Japan to hold remembrance, thank Taiwan for disaster aid


CNA

TAIPEI–A series of thank-you activities will be held in Taiwan to show Japan’s gratitude for the country’s disaster relief and to mark the first anniversary of the March 11 earthquake and tsunami, a Japanese official stationed in Taipei said Friday. A reception will be held in Taipei March 12 to thank “Taiwanese friends” and brief them on the reconstruction process since the disaster, said Kenichi Okada, secretary-general of the Taipei Office of the Japan Interchange Association. The Interchange Association represents Japanese interests in Taiwan in the absence of official diplomatic ties between the two nations. On March 11, Japan’s representative to Taiwan, Tadashi Imai, will also run a notice in Taiwan’s major daily newspapers to express Japan’s gratitude for the help and generous donations, Okada told CNA in an interview.
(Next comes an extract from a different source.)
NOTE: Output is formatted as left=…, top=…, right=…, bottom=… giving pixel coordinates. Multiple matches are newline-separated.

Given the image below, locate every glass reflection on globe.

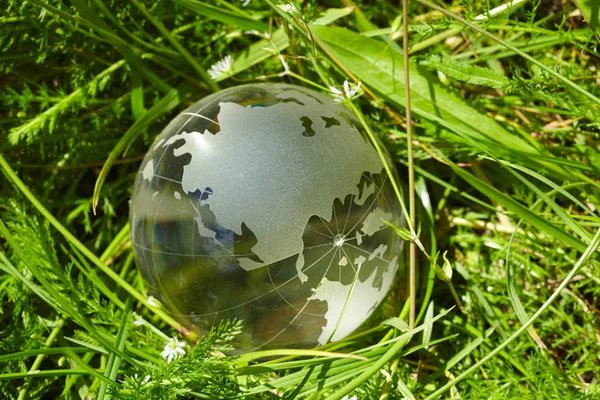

In the wake of the 9.0 magnitude earthquake and subsequent tsunami that battered northeastern Japan and led to a meltdown at the Fukushima Daiichi nuclear power plant, Taiwan donated about 20 billion Japanese yen (US$260.64 million) in cash to the quake victims, 90 percent of which came from private donors. Meanwhile, two programs made to thank Taiwan for its help will be broadcast on two Taiwanese TV channels in the coming week, Okada went on, adding that a thank-you commercial will also be shown on several local TV channels. Noting that the number of Japanese visitors to Taiwan posted a record high in 2011 — the year of the disaster — Okada said that “this just shows that Japanese people really love Taiwan and feel grateful for Taiwan’s help.” Okada — who assumed his post last August — said he was touched by the story of six Japanese swimmers who completed a 150-km relay across the West Pacific as a thank-you gesture to Taiwan. Last September, they braced rainy weather and strong currents as their swim took place while a typhoon was approaching. Their determination to complete the mission of gratitude in such a difficult situation “just proved how grateful the Japanese people are to Taiwan,” Okada said.

Japan has learned valuable lessons from the disaster, Okada said, adding that the country should view sharing its experiences with Taiwan and other countries as “its historical obligation.” The Japanese government is also planning to hold an international meeting in northeastern Japan, the area hardest-hit by the disaster, which is aimed at boosting cooperation between countries in disaster relief work.